Under the new program, the money will come straight from the federal government, eliminating the chance the contractor or other company would not be willing to pay the claims.

"For individual workers, it's momentous," said Nancy Ann Leeder, Nevada's attorney for injured workers.

Leeder represents workers in the state suing for compensation. She said by not forcing workers to get money out of their former employers but straight from the department will reduce litigation.

"I think its beneficial," Leeder said. "It won't be employers arguing against workers anymore, at least theoretically."

Lawmakers and the Government Accountability Office consistently pointed to the Energy Department's slow progress in handling its portion of the program. GAO estimated the Energy Department's backlog of claims would take 13 years to complete.

The department received about 25,000 applications and only had completed around 6,000 claims. The department helped 31 workers receive worker's compensation totaling $703,000 but no claims were paid for 556 applicants from Nevada, according to the department.

Richard Miller with the Government Accountability Project, who closely monitors the compensation process, called the previous plan "a mouse inside the boa constrictor."

"They didn't know what they were doing," Miller said of the Energy Department.

Kimpan said the Energy Department has no expertise in workers' compensation claims processing but the Labor Department does.

California resident Joyce Brooks filed for compensation three years ago for her husband Carl Brooks. He was diagnosed with pulmonary fibrosis in July 1999 and died six months later.
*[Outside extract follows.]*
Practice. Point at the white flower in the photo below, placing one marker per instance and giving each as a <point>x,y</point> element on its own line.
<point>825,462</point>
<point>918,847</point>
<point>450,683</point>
He had worked at the Lawrence Livermore National Laboratory and would travel to work at the Nevada Test Site, Joyce Brooks said.
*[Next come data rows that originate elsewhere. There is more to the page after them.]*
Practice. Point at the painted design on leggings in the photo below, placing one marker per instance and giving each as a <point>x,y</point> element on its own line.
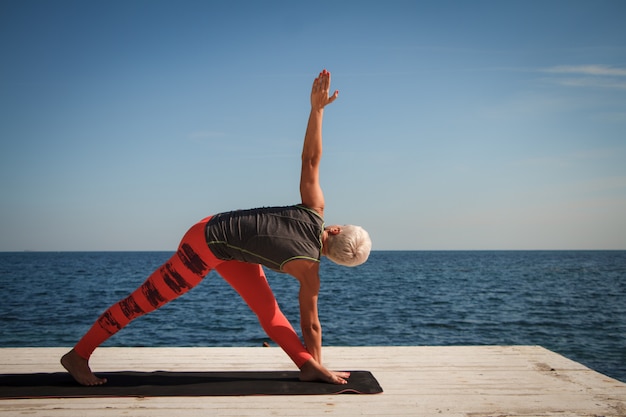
<point>108,323</point>
<point>191,259</point>
<point>174,280</point>
<point>130,308</point>
<point>152,294</point>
Carl Brooks worked with beryllium, and Joyce Brooks later discovered he was never tested for beryllium disease, but wondered if that triggered the illness that eventually killed him.

Some earlier claims were denied, but after combing through medical records and old files herself, Joyce Brooks found some new information and forwarded it to the department.

"I wanted to find out what he passed away from, it took him so fast," she said.

She hopes the new process may lead to some payment for her husband. Survivors of the former workers can still receive the benefits.

"It sounds more promising," she said. "It was kind of a promise to my husband."

The Energy Department will still assist in collecting employment records to verify a person worked at a particular site during a particular time, Kimpan said, but everything else will be handled by the Labor Department.

Under the Labor Department's control, there is no estimate yet on how long it will take claims to go through the process, but advocates for the change say it will be faster.

The Labor Department already oversees a separate but related part of the same compensation law that gives a $150,000 lump sum payment and covers medical expenses for workers who contracted chronic beryllium disease, silicosis or radiation-induced cancer from work performed at the Nevada Test Site, the Yucca Mountain Site Characterization Project and a long list of other department sites across the country.

Labor has received about 61,000 claims and made final decisions on more than 35,000 of them, according to department data as of Jan. 6. It has paid out just over $49 million in medical bills and $980 million in compensation, including $13 million in Nevada.